Adtributor1最早系统地提出利用根因分析对广告系统收入指标进行溯因, 其基于一个较强的假设:根因的指标来自于单个指标。


iDice2对 Adtributor1中的根因位于单个维度 的假定进行了放宽。在 iDice 中,允许根因是多个维度的组合。


HotSpot3指出多维根因分析的两个难点:单个指标的异常会传播导致该指标在不同层级的异常; 算法搜索空间过大,需要高效的搜索算法。
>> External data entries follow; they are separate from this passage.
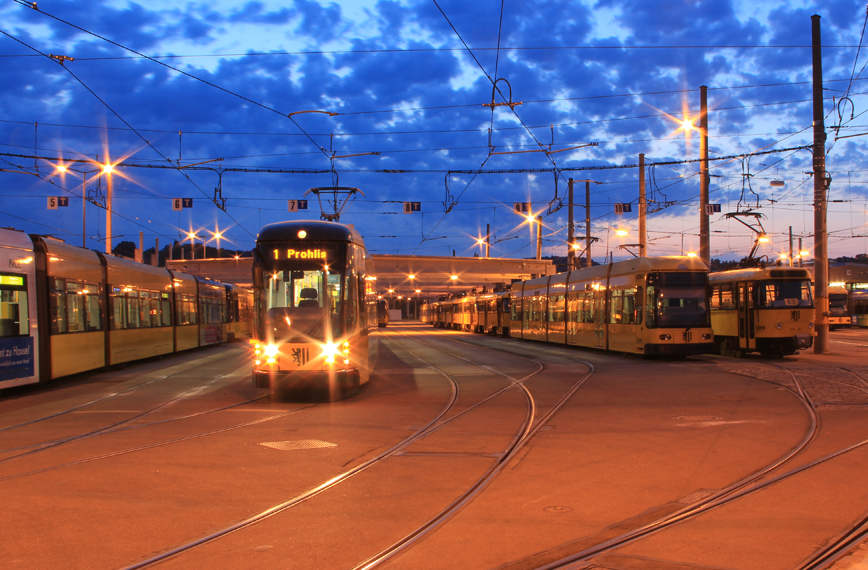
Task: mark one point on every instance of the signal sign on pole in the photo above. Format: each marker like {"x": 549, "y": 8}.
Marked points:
{"x": 623, "y": 208}
{"x": 712, "y": 209}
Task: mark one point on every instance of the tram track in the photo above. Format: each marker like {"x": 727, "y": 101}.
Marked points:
{"x": 756, "y": 482}
{"x": 531, "y": 429}
{"x": 114, "y": 395}
{"x": 527, "y": 428}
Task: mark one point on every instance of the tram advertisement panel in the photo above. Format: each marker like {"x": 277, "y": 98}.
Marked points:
{"x": 16, "y": 358}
针对这两个难点,论文给出了对应的解决方案:对于第一个异常传播的问题,提出了 一个新的指标 ripple effect 用于得分计算; 对于第二个问题采用蒙特卡洛搜索树 (Monte Carlo Tree Search) 和层次剪枝 (hierarchical pruning) 的方法 来实现更加高效的搜索。
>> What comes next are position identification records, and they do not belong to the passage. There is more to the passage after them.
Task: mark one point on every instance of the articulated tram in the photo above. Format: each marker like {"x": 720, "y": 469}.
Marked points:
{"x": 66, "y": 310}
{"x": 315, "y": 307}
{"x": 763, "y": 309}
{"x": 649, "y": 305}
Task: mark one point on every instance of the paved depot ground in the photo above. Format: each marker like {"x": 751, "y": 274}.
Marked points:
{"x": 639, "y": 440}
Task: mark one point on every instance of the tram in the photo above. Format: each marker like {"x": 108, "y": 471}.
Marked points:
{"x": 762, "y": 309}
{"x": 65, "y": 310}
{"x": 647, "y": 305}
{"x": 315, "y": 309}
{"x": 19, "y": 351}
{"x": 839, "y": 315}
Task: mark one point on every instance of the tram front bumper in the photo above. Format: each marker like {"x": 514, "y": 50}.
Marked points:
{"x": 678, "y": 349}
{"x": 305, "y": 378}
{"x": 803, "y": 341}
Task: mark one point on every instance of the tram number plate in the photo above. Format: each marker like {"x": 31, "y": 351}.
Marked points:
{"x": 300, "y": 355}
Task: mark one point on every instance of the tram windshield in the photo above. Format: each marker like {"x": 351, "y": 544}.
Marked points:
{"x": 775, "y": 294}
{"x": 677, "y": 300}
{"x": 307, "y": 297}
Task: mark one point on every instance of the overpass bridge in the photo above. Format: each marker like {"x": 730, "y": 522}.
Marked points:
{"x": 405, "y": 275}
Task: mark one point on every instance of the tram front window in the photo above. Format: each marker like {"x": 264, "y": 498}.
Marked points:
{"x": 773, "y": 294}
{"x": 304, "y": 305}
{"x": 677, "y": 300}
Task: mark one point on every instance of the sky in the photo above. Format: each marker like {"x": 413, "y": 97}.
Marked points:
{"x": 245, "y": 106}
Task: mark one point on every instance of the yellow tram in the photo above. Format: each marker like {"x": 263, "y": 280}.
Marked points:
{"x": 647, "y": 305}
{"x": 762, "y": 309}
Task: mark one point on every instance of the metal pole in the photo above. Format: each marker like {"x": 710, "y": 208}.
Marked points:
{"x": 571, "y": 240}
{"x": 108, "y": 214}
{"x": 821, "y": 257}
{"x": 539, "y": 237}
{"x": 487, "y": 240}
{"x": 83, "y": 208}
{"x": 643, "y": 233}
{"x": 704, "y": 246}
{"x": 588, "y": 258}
Squeeze4提出 generalized ripple effect 和 generalized potential score, 同时可以更好地平衡搜索效率与精度。


AutoRoot5使用 daptive density clustering 来提升模型精度, 同时使用一种高效的过滤机制来提升搜索效率。


RiskLoc6通过加权的方式定义 risk score 来挖掘根因指标。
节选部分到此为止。